Two reviewers (VS and AL) independently extracted data from the included studies. Extracted data included 1) study characteristics - design, sites of study, dates of study, and type of randomisation 2) details of the study population and the interventions utilised, including demographics of participants in both intervention and control arms, presence of comorbidities and treatment received 3) primary outcome and follow up. The meta-analysis was registered in the PROSPERO database (CRD42022314579). The risk of bias was assessed for the domains suggested by the Cochrane collaboration, emphasizing sequence generation, allocation concealment, blinding, outcomes assessment, and selective reporting.
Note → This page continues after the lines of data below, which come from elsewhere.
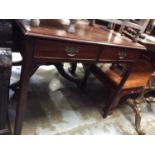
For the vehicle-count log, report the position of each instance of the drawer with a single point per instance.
(59, 50)
(119, 54)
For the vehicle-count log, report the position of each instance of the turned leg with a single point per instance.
(86, 76)
(24, 83)
(113, 101)
(136, 108)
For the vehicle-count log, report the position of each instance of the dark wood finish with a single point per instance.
(137, 79)
(57, 50)
(48, 42)
(120, 54)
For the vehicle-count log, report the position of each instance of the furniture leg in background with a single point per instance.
(5, 73)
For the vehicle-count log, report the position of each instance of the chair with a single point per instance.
(135, 84)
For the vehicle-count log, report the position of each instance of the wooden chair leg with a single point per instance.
(136, 108)
(86, 76)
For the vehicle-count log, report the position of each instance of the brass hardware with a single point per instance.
(122, 55)
(71, 51)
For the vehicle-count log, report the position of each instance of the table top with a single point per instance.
(97, 34)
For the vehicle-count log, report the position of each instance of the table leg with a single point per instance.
(113, 100)
(24, 82)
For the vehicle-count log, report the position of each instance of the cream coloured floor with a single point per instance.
(57, 107)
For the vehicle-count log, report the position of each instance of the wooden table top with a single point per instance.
(84, 33)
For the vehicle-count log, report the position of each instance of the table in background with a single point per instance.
(50, 43)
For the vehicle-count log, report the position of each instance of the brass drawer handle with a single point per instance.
(71, 51)
(122, 55)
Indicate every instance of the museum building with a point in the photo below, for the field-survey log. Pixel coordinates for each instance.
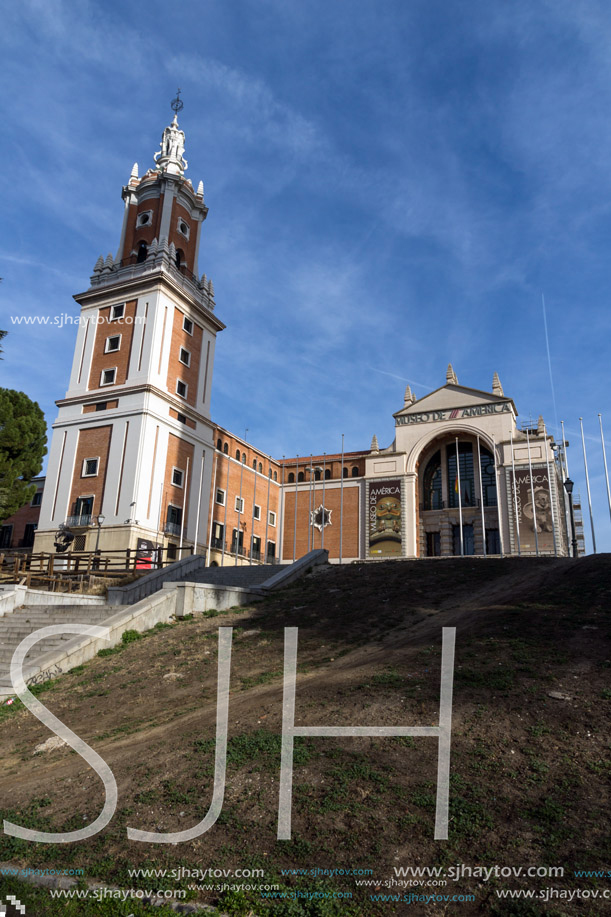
(135, 457)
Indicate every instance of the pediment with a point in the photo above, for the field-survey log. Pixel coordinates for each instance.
(453, 396)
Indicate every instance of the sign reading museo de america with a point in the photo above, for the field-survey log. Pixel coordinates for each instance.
(475, 410)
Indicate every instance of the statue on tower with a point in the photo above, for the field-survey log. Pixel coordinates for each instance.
(171, 156)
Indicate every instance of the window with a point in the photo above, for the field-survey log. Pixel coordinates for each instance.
(218, 535)
(90, 468)
(467, 538)
(493, 541)
(28, 535)
(6, 535)
(113, 344)
(433, 544)
(431, 484)
(464, 475)
(237, 542)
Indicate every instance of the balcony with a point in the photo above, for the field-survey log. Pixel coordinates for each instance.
(76, 521)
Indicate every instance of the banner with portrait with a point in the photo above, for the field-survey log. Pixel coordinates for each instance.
(385, 519)
(538, 514)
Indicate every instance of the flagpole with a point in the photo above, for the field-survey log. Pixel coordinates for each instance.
(585, 465)
(498, 502)
(341, 503)
(532, 493)
(462, 546)
(225, 514)
(551, 495)
(481, 495)
(295, 528)
(515, 497)
(216, 466)
(324, 471)
(602, 441)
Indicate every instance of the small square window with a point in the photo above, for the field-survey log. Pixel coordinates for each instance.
(90, 468)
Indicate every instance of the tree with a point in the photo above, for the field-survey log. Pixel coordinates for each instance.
(23, 437)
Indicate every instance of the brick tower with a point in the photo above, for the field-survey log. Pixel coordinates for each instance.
(133, 439)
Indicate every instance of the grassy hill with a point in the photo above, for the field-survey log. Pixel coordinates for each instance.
(530, 753)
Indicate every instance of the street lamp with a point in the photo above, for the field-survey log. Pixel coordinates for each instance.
(568, 486)
(100, 523)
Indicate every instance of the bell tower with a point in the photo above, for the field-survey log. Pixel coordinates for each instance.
(131, 453)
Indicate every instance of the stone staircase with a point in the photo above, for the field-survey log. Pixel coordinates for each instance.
(14, 627)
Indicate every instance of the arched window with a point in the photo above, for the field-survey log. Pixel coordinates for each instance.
(461, 479)
(431, 483)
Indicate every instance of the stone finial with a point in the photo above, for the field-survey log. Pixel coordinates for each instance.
(171, 158)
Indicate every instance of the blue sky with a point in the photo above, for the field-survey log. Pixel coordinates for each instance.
(392, 186)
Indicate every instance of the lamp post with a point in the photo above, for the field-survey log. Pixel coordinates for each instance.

Any divergence was resolved by consensus.

Data synthesis and statistical analysis

Statistical analysis was performed as per recommendations from the Cochrane collaboration and the Preferred Reporting Items for Systematic reviews and Meta-analyses (PRISMA) guidelines., The Mantel-Haenszel method was used to calculate aggregated odds ratios (ORs) with corresponding 95% confidence intervals (CIs). A p value of 0.05 or less was considered to be statistically significant. Heterogeneity was assessed using Higgins and Thompson's I2 statistic, which assesses unexplained statistical heterogeneity among studies. I2 is the proportion of total variation observed between the trials attributable to differences between trials rather than sampling error, with I2 values of 75%, corresponding to low, moderate, and high levels of heterogeneity. The meta-analysis was performed with a random-effects model. Statistical analysis was performed using Review Manager, version 5. Different RCTs reported medians and means for hospitalisation duration and recovery time. To standardise this, they were converted to the mathematically implied means based on an exponential distribution, as is often assumed for time to event data.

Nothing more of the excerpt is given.